Welcome to the ESID 2022 Meeting Interactive Programme
The meeting will officially run on Central European Summer Time (CEST)
Session Description
While primary antibody deficiencies (PAD) are the result of genetic defects, secondary antibody deficiencies (SAD) are more prevalent and are the consequence of an underlying condition or medication use. Recently, rituximab has provided clinical proof of concept that targeting B-cells results in a significant benefit to patients with a deregulated B-cell function in autoimmune diseases or haematological malignancies. Consequently, the interest in B-cell targeted therapies has increased and biologics with different targets have been developed. However, these therapies potentially cause iatrogenic hypogammaglobulinaemia and are associated with increased risk of infection.

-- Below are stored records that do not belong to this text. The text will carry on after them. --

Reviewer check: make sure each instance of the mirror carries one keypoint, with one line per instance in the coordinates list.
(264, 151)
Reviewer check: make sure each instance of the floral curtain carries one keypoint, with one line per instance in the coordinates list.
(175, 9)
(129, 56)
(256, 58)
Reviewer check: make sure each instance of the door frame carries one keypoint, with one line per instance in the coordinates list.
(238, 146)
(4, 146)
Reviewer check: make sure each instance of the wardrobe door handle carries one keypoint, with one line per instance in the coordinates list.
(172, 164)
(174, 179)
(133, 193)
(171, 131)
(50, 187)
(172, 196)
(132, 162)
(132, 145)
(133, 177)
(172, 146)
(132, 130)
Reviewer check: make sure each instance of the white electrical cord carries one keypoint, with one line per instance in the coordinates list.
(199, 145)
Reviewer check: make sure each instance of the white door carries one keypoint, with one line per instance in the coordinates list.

Lymphoma and immunodeficiencies are closely linked. Malignancy and especially lymphoma is the second most prevalent cause of death after infection in PID. The wide use of R-CHOP contributes to the high frequency of hypogammaglobulinemia and increased mortality due to infections.Monitoring immunoglobulin levels may allow for earlier identification of risk and patients who may benefit from immunoglobulin replacement therapy (IgRT). The standard of care for PAD and SAD is IgRT administered intravenously or subcutaneously. There are distinct clinical advantages to subcutaneous administration such as stable serum IgG levels, fewer systemic side effects and high tolerability combined with flexibility of home treatment. Recent clinical data and long-term experience with 16.5% SCIg will be discussed during the session.